Suspect in conspiracy to sell counterfeit art pleads guilty, will serve 52 months in prison


Earl Washington admitted to conspiring to sell counterfeit woodblocks to collectors, claiming they were centuries old. Two victims are from Central Pennsylvania.

HARRISBURG, Pa. — One of two suspects indicted in a conspiracy to sell counterfeit woodblocks will serve more than four years in prison after pleading guilty in U.S. Court for the Middle District of Pennsylvania, U.S. attorney Gerard M. Karam announced Tuesday.

Earl Marshawn Washington, 61, pleaded guilty to conspiracy to commit wire fraud and mail fraud, Karam said. He was sentenced to 52 months in prison.

Washington admitted to working with a series of romantic partners, including his former wife, Zsannet Nagy, who has also been charged, to create and sell the counterfeit woodcuts to a series of buyers, including two in Central Pennsylvania.

Xylography is the art of making “woodcuts,” or engravings made from wooden blocks, especially for printing using historical techniques, Karam said. In traditional xylography, an artist uses a sharpened tool to carve a design into the surface of a woodblock. The raised areas that remain after the block has been cut are inked and printed, while the recessed areas that are cut away do not retain ink and will remain blank in the final print. 

Woodblock images can be printed onto paper, fabrics, textiles or other materials, Karam said.

The technique has been used in different geographic regions at different times.

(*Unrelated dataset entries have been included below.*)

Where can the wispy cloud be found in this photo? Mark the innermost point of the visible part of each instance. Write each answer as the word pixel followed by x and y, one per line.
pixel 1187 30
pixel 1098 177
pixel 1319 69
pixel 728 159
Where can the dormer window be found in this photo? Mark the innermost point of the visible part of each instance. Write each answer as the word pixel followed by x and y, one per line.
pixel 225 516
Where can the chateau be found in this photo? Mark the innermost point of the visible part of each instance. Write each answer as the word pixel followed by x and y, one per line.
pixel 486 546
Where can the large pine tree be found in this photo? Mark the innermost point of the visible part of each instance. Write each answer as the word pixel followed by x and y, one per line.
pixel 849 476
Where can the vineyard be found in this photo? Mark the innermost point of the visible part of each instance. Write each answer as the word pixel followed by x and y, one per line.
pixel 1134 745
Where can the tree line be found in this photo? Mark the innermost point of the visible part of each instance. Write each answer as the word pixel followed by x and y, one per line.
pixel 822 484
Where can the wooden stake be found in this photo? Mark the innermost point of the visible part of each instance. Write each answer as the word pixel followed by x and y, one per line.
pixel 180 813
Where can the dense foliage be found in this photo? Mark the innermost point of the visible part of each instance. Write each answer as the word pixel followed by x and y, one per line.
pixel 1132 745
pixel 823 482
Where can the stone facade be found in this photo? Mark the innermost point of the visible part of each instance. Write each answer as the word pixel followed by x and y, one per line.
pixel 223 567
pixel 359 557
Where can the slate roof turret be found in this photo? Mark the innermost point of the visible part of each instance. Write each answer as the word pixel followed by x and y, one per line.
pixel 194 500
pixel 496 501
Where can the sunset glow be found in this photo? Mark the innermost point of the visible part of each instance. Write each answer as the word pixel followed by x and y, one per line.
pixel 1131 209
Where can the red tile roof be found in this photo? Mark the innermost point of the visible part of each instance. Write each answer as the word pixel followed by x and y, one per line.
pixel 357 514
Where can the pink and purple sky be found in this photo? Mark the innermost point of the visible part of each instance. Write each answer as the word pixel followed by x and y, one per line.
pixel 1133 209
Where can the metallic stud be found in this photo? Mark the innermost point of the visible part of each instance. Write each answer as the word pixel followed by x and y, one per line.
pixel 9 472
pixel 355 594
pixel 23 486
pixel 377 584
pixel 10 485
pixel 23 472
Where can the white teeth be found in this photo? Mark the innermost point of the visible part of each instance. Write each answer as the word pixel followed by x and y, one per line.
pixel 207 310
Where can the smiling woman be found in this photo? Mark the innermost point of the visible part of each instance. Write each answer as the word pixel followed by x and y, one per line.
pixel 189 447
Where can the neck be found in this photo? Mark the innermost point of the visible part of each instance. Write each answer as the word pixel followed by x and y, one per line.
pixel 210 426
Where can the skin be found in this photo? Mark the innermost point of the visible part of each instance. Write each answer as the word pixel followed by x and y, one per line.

One woodblock tradition stems from Germany starting around the 14th century and continuing for several hundred years thereafter. 

Washington and Nagy were originally charged by indictment in January 2023. As part of Washington’s plea agreement, the original charges against him were dismissed, and a new charge of conspiracy to commit wire fraud and mail fraud was filed. Washington pleaded guilty to this offense in July 2023. 

Nagy pleaded guilty in August 2023 to conspiracy to commit wire fraud, mail fraud and money laundering. 

Washington and Nagy each admitted to selling inauthentic woodblocks and prints made from woodblocks that they as advertised as being from between the 15th and early 20th centuries. 

The buyers included a pair of woodblock collectors in France, as well as a buyer of a woodblock print who then resided in Hummelstown. 

Another victim was a collector of woodblocks from York, who paid $118,810 to Washington and his then-girlfriend over a three-year period to purchase approximately 130 woodblocks that were advertised as several centuries old, Karam said.

Together, the buyers in France paid nearly $85,000 for counterfeit woodblocks, according to Karam.

The buyers made PayPal payments to Nagy before learning that the woodblocks they purchased were not from the 15th and 16th centuries, as advertised. 

Nagy received these payments, moved the proceeds to a bank account in her name, and then quickly converted the proceeds to cash through withdrawals of several thousand dollars or more, Karam said.

In one email, for instance, Washington, using the alias “River Seine,” claimed to be selling “original printing blocks from the 16th and 17th centuries,” according to Karam.

At the time of his guilty plea, Washington also admitted to regularly utilizing bank accounts and PayPal accounts belonging to his romantic partners, to utilizing the alias “River Seine” when dealing with customers, and to relying on his partners to handle mailings of packages to victims, Karam said.

Washington was also ordered to pay restitution to victims in the total amount of $203,240.90 and ordered to serve a three-year term of supervised release following his imprisonment. 

Nagy was sentenced to time served in January 2024. She also faces potential deportation for her conviction.